Single-molecule imaging approaches allow today’s researchers to follow the movement, interactions and conformational dynamics of single molecules in real-time, thus to provide novel insights into complex biochemical systems that have remained masked in traditional averaging data approaches. In this article, Prof. Fierz explains how the combination of such fluorescence imaging methods provides an unprecedented view of chromatin dynamics.

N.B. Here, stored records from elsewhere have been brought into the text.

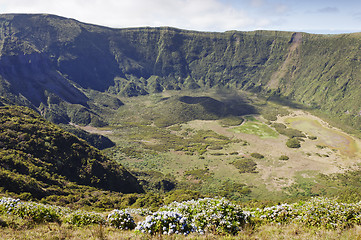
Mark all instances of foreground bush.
[136,211,194,235]
[64,210,106,227]
[251,198,361,229]
[162,198,249,234]
[107,209,136,230]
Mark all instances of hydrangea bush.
[135,211,193,235]
[162,198,249,234]
[63,210,106,227]
[295,198,361,229]
[0,197,361,235]
[251,198,361,229]
[107,209,136,230]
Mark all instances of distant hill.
[0,107,143,198]
[0,14,361,129]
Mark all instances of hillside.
[0,107,143,199]
[0,15,361,130]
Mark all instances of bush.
[286,138,301,148]
[107,209,136,230]
[0,198,65,223]
[162,198,249,234]
[135,211,193,235]
[64,210,106,227]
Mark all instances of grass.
[0,223,361,240]
[230,121,278,138]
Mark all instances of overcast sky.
[0,0,361,33]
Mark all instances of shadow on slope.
[154,96,257,127]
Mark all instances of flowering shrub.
[135,211,193,235]
[64,210,105,227]
[0,198,66,222]
[126,208,153,217]
[107,209,136,230]
[252,204,298,223]
[295,198,361,229]
[162,198,249,234]
[251,198,361,229]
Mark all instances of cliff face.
[0,15,361,131]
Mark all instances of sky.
[0,0,361,34]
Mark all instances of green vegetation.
[219,116,244,127]
[279,155,290,161]
[232,158,257,173]
[0,107,143,199]
[230,121,278,138]
[58,124,115,150]
[251,153,264,159]
[272,123,306,138]
[286,138,301,148]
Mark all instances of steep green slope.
[0,15,361,132]
[0,107,143,198]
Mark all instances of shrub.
[0,198,66,223]
[232,158,257,173]
[107,209,136,230]
[162,198,249,234]
[64,210,105,227]
[135,211,193,235]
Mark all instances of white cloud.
[0,0,270,31]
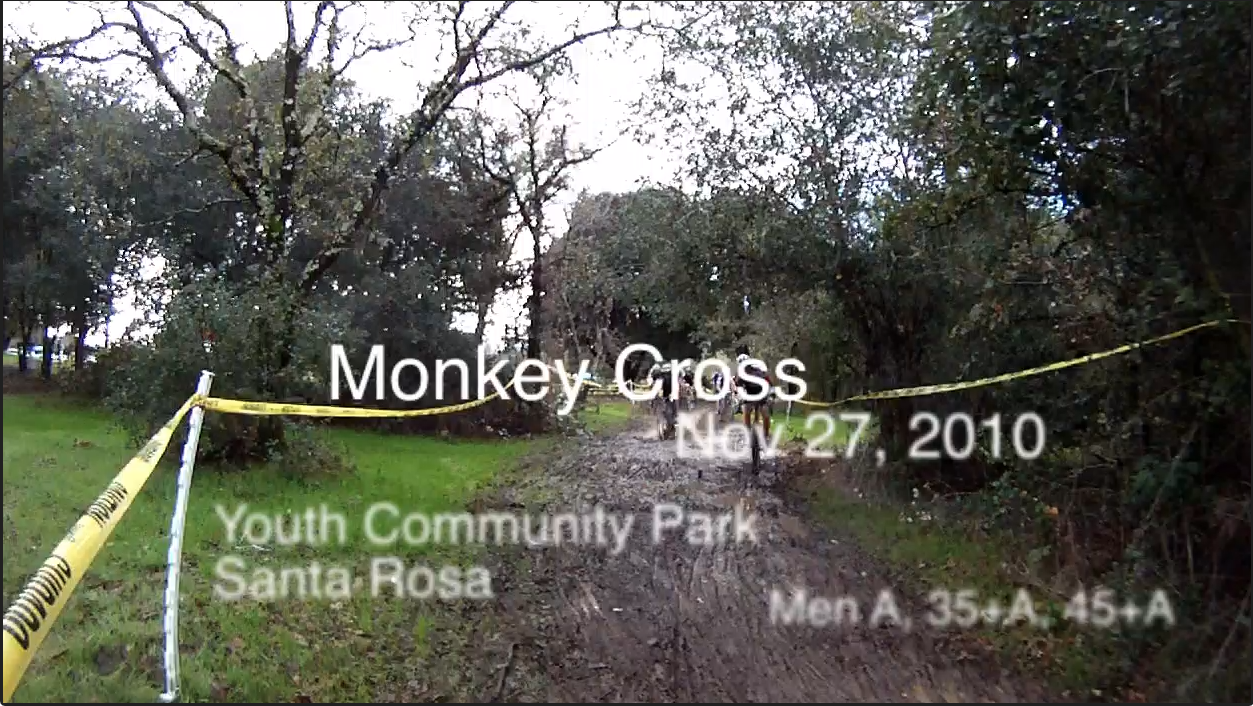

Cellular processes involve the collective action of large ensembles of macromolecules, resulting in emergent properties that cannot be gleaned from the study of individual molecules. The ability to observe individual molecules within such complex ensembles however provides novel means to study dynamic biochemical processes.
In the Fierz lab, we study the function of chromatin, the nucleoprotein complex organizing the eukaryotic genome. The molecular components of chromatin include the histone proteins and DNA segments making up nucleosomes, as well as the associated architectural and regulatory proteins. Together, they form a complex system controlling gene expression, cell inheritance and differentiation. Moreover, chromatin is highly dynamic and structurally heterogeneous, rendering detailed molecular studies difficult. Thus, we develop simplified model systems combining protein chemistry (to assemble defined chromatin segments) with single-molecule fluorescence measurements. Together these methods allow us to observe chromatin structure, dynamics and biochemistry in mechanistic detail.
Leveraging fluorescence methods, we have recently established two complementary approaches to dissect chromatin biochemistry on the single-molecule level. A first approach, colocalization microscopy (Figure 1), allows us to directly watch regulatory proteins while they interact with and act upon chromatin segments. For such visual biochemistry experiments, we immobilize synthetically produced and fluorescently labeled chromatin fibers in a microfluidic flow cell. Subsequently, we inject the regulatory protein of interest (labeled with a fluorescent dye of different color) into the flow cell. Imaged under total internal reflection fluorescence (TIRF) conditions, transiently chromatin-bound protein appear as diffraction-limited spots that perfectly overlap with the fluorescence emission arising from immobilized chromatin fibers. TIRF microscopy only reveals molecules that remain close to the surface of the flow cell over the camera integration time (which is in the millisecond regime). Therefore, unbound proteins, which rapidly diffuse through the flow cell far from the illuminated surface, remain invisible. We then record movies which directly show the proteins interacting with chromatin, dependent on their functional state, chromatin structure and epigenetic modifications present. This approach thus allowed us to discover molecular principles governing the establishment of transcriptionally silent chromatin. Moreover, we could determine how PRC2, a key epigenetic regulatory factor that controls the expression of developmental genes, is recruited to its target sites and acts upon chromatin (Figure 2). In ongoing studies, we now apply this versatile method to decipher how transcription factors invade compact chromatin fibers, and how chromatin is remodeled during DNA damage repair.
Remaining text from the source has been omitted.